Certainly, both library locations have their supporters.
The town people seem to favor Gillam-Grant, while the village folk like their easily accessible library location.
"Kids walk to the library every day," Cheryl Wittman, of Bergen, who said she's lived in the area for 29 years. "A lot of the programs they have at night, the summer programs, and lots of parents work so they can't take them there, so they need to walk."
An older woman in the audience said a short time later, “It’s got to stay in the village. It’s got to.”
But many town residents seemed to favor the Gillam-Grant location, arguing that it is more easily accessible to the entire community, not just the village residents.
It is also a newer, slightly large facility.
The village library is about 1,400 square feet and was described by board members as small and in need of expansion.

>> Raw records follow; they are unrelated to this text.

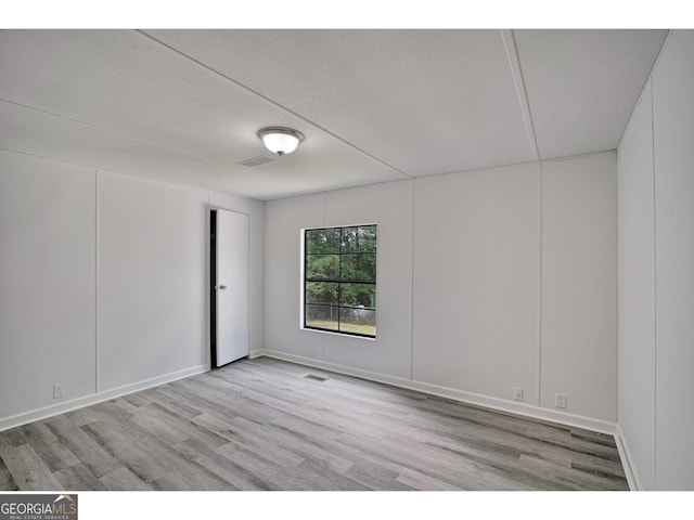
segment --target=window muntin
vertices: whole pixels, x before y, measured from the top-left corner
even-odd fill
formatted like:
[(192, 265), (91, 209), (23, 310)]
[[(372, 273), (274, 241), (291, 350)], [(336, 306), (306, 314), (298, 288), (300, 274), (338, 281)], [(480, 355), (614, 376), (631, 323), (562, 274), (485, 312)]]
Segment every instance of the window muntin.
[(304, 231), (304, 328), (376, 337), (376, 225)]

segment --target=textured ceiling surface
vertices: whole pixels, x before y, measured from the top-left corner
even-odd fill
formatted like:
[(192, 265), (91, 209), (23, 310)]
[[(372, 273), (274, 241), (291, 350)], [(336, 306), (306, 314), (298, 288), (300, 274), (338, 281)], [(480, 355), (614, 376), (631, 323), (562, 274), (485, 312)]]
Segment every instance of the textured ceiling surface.
[(259, 199), (602, 152), (666, 36), (0, 30), (0, 148)]

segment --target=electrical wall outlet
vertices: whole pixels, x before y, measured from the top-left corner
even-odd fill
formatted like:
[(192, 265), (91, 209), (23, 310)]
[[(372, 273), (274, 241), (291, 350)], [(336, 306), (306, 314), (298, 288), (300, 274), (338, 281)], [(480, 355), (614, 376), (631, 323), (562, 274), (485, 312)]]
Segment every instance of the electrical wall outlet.
[(566, 407), (566, 394), (565, 393), (555, 393), (554, 394), (554, 406), (557, 408)]
[(513, 400), (514, 401), (523, 401), (523, 388), (516, 387), (513, 389)]
[(65, 396), (65, 384), (59, 382), (53, 385), (53, 399), (62, 399)]

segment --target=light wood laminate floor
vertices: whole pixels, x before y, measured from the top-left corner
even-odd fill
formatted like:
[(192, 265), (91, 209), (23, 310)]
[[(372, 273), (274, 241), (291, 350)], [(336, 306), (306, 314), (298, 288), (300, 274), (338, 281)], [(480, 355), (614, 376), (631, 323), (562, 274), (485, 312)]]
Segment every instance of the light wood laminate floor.
[(627, 489), (611, 435), (269, 358), (0, 432), (5, 491)]

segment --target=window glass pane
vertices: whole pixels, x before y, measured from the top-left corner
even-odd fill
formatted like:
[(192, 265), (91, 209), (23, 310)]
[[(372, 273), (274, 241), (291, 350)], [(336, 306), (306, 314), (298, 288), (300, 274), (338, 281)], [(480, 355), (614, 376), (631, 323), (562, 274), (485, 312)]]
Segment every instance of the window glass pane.
[(376, 252), (376, 226), (343, 229), (343, 252)]
[(337, 307), (330, 306), (306, 306), (306, 326), (338, 330), (339, 311)]
[(376, 308), (376, 286), (374, 284), (339, 284), (340, 307)]
[(339, 252), (340, 229), (330, 230), (307, 230), (306, 231), (306, 253), (318, 252)]
[(348, 282), (375, 282), (376, 255), (343, 255), (340, 274)]
[(332, 282), (307, 282), (306, 303), (323, 303), (337, 306), (337, 290), (339, 284)]
[(307, 280), (339, 280), (339, 255), (307, 255)]
[(376, 311), (368, 309), (339, 310), (339, 332), (376, 336)]

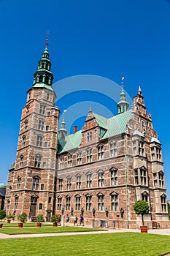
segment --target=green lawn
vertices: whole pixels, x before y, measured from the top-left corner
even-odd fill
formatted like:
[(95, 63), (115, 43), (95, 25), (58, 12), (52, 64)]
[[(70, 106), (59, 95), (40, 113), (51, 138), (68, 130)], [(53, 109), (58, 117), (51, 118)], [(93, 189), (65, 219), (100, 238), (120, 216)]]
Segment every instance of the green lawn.
[(37, 233), (66, 233), (66, 232), (80, 232), (80, 231), (98, 231), (103, 229), (95, 229), (81, 227), (12, 227), (12, 228), (1, 228), (0, 233), (8, 235), (17, 234), (33, 234)]
[[(7, 223), (7, 222), (1, 222), (3, 223), (4, 227), (18, 227), (17, 222)], [(53, 223), (42, 223), (42, 226), (53, 226)], [(23, 227), (36, 227), (36, 222), (24, 222)], [(0, 230), (1, 231), (1, 230)]]
[(1, 239), (3, 256), (156, 256), (170, 252), (168, 236), (104, 233)]

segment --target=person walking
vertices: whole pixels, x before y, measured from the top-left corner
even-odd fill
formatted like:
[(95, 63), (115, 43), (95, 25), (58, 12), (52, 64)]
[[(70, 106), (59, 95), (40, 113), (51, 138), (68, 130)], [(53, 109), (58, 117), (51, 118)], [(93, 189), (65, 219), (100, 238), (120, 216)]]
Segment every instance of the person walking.
[(69, 225), (69, 214), (66, 214), (66, 227)]
[(78, 225), (78, 224), (77, 224), (77, 216), (75, 216), (74, 217), (74, 226), (77, 225), (77, 226)]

The Gillam-Grant location is 2,000 square feet and has room for offices and storage space.
The rent for the Gillam-Grant location, however, is $8,000 per month, while the village location is $1,200 per month.
One audience member pointed out that with a combined library, with increased traffic and more books to store, the additional 600 sq. ft. isn't that much more space.
And all of the options for the community are like that -- every option has pros in cons.
In fact, every member of the crowd received a piece of paper that listed the four main options with the pros and cons of each option written out.
The four primary options are:
- Close the Gillam-Grant location and keep the village location;
- Close the village location and keep Gillam-Grant
- Obtain school district/special district library status
- Keep both locations open, relying on existing town funding or through status change.
None of the options are clear-cut winners. Besides the financial and space constraints associated with the current locations, an option that involves creating a new special district would take 18 months to two years to complete.
The funding for the Gillam-Grant location -- which pays for building operations and staffing -- is set to expire Dec. 31.
The comunity has a chance to come together again tonight at 7 p.m. to discuss the issue at the Bergen Village Hall.